Von Neumann has already made... a most fascinating proposal... It is natural for us to suppose that if a machine of a given complexity makes another machine, that second machine cannot require any greater specification than was required for the first machine, and will in general be simpler. All our experience with simple machines has been of that kind. But when the complexity of a machine is sufficiently great, this limitation disappears. A generalized Turing machine, coupled with an assembling machine and a duplicator of its tape, could pick up parts from its environment, assemble a machine like itself and its assembling machine and its duplicator of program, put the program into it, and cut loose a new machine like itself... [And] as it is inherently capable of learning, it could make other machines better adapted to its environment or changing as the environment changed.

A passage from Hartree (1949) that could have been quoted in the opening of Complex Value Systems are Required to Realized Valuable Futures:

[Hartree describes a calculation a machine might fail to do if programmed naively, and then says:] A human [operator], faced with this unforseen situation, would have exercised intelligence, almost automatically and unconsciously, and made the small extrapolation of the operating instructions required to deal with it. The machine without operating instructions for dealing with negative values of z, could not make this extrapolation...

The moral of this experience is that in programming a problem for the machine, it is necessary to try to take a "machine's-eye view" of the operating instructions, that is to look at them from the point of view of the machine which can only follow them literally, without introducing anything not explicitly by them, and try to forsee all the unexpected things that might occur in the course of the calculation, and to provide the machine with the means of identifying each one and with appropriate operating instructions in each case. And this is not so easy as it sounds; it is quite difficult to put oneself in the position of doing without any of the things which intelligence and experience would suggest to a human [operator] in such situations.

Not quite 'Nanny AI', but a similar idea dates back to D.F. Parkhill (1966, p. 61-62), who imagined a "computer utility" that could sustain a global peace under the United Nations:

The new generation of on-line, multi-user military [computer] systems is rapidly coming to resemble the oft-heralded "total management systems" — an integrated, multi-user, multi-input, display, processing, communication, storage, and decision complex, incorporating in one man/machine package the total operations of an organization...

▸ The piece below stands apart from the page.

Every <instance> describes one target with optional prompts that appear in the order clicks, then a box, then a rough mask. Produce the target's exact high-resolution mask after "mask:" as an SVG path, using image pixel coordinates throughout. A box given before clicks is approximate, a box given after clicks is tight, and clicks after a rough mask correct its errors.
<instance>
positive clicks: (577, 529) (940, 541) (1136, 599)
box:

Such a total military management system is in fact now taking shape in the United States [and] will tied together into one gigantic integrated command and control complex all of the far-flung command-and-control systems of the Army, Navy, and Air Force as well as the information systems of other government agencies such as the Central Intelligence Agency, Stated Department, and Civil Defense organization... Conceivably, the Soviet Union also has her own version of [this] under development; thus it is not inconceivable that in some future more rational world the American and Soviet systems might be connected together into a global peace-control system under the United Nations. [Such a system has] obvious uses in policing an arms-control agreement and controlling the operations of international peace-keeping forces...

In the final chapters, Parkhill seems to have successfully predicted online, automatic banking, the universal encyclopedia, online shopping, and growing technological unexmployment.